Cal's football team will switch gears and play a spring game for the first time in three years Saturday.
"I think we're going to be able to get after it," coach Jeff Tedford said of the event that marks the end of the Bears' spring practice season. "We'll break up into blue and gold teams and play pretty much a game."
The site is Edwards Stadium, the school's historic track and field facility.
For weeks, Tedford declined to commit to winding up spring ball with more than a scrimmage, worried that a series of minor injuries wouldn't leave enough manpower at certain positions. But now, it will be in a game format for the first time since 2009.
As the Bears prepare to move back into rebuilt Memorial Stadium this fall, they will give fans a glimpse of their 2012 team during what they are calling the Cal Spring Football Experience.

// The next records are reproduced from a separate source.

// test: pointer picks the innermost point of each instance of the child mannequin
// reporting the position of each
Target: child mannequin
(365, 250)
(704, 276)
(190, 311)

Gates open at 10 a.m. The free event begins at 11 a.m. Players and coaches will be available to sign autographs and take photos afterward. Some former Cal players now in the NFL also are expected to attend.
In particular, he's been happy with running backs, tight ends, quarterbacks and the defensive front. He said the young offensive line, which is replacing two departed starters, has made strides recently.
"We need to get a lot better in every area," Tedford said. "But I'm really pleased coming out of spring that a lot of guys that really needed the experience and the time and reps, they got it."
Two consistent standouts have been sophomore tailback Brendan Bigelow and sophomore tight end Richard Rodgers.
Bigelow, who carried the ball just six times last season while coming off knee surgery in high school the year before, got plenty of opportunities as the coaching staff kept a short leash on starter Isi Sofele this spring.
"You could tell he's healthy," Tedford said of Bigelow. "He has a lot of trust in his knee -- that wasn't an issue whatsoever."
Rodgers, whose father (also Richard) was one of the participants in The Play in 1982, has earned repeated praise from Tedford during the spring.
"I think he'll be a force for us on offense," Tedford said. "He's a guy who can play at the line of scrimmage but can get down the field and catch the ball. You can do a lot of different things with him."
At 6-foot-4, Rodgers played wide receiver in high school but has gained 30 pounds since last summer and weighs 265.